Mental health in graduate school

I recently posted a link to an article on mental health in graduate school on Facebook (via a grad school friend of mine), and it sparked a fair bit of discussion there. The article is worth reading, and I am sure will echo with many of the readers. The discussion veered towards particularities of graduate school pressures in STEM, and the contributing factors to mental stress that are driven by funding structures and the advisor/student relationship. The starting point comes from this part of the article:

In this advisor-advisee arrangement, the student trades her labor as a researcher for the advisor’s mentorship and, ultimately, the advisor’s approval of her degree before she can graduate. For students seeking an academic position after graduate school, an advisor’s letter of recommendation can be the difference between landing a job and being left out in the cold, a harsh reality given today’s sparse academic job market. All of these factors mean that the faculty advisors hold tremendous power in the advisor-advisee relationships. They are the gatekeepers of success in the graduate endeavor.

This notion of “trading labor for mentorship” is most directly monetized in grant-funded fields like engineering, where graduate students are “working in the lab” on a project that is (hopefully) related to their thesis topic. In some cases, this works out fine, but in others, the research for the grant-relevant project does not contribute directly to their thesis. For funding agencies which want “deliverables,” this pressure to produce results on schedule creates a tension. The advisor becomes a boss.

Some of the points raised in the discussion on Facebook seemed important to bring out to a wider audience. One suggestion is to disentangle NSF support for projects and research from grad student salaries. So students could apply for NSF support and then they take their funding with them to find an advisor. In STEM this would be difficult, given the large number of international students who would not be qualified for such support, but it does give some power to students to walk away from a bad situation and more incentives for PIs to be more mentors than bosses. I am not entirely convinced it would help in terms of mental health though — students need more and better mentoring, not just the means to walk away. Also, Roy pointed out, having the student and advisor both convinced that a problem is important and solvable creates a shared commitment that helps students feel less isolated. For postdocs, though, this model would be a significant improvement over the status quo. Right now, there is almost no consensus on what a postdoc should be, and I’ve seen postdoc jobs that range from factotum to co-PI.

When one is on the other side (post-PhD), it’s tempting to say that grad school would have been easier if I had been a bit more organized or had better time-management skills.
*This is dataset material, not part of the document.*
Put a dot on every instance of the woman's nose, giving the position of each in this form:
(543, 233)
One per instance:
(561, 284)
Perhaps the difficulties one has can be solved with “one weird trick.” I think that’s terribly naïve. As advisors, we definitely can do things to help students learn to work better — that’s the transition from being a student to being a researcher. But the notion that depression comes about as a result of simply not being productive enough, or feeling behind, or any other “outcomes”-based reason, misses the environmental and social factors that are equally important.

Graduate research is often very isolating. Perhaps some STEM students actually enjoy this kind of solitary work, but generalizing is dangerous. Having a grad student social organization, weekly happy hour, softball league, or other “outlet” isn’t enough. I used my startup funds to help buy a table-tennis table for my department at Rutgers, and while the students seem pretty happy about it, it’s not actually creating a community. One important question to ask is how the faculty and the department can help create and support that kind of community so that it can go on its own, organically.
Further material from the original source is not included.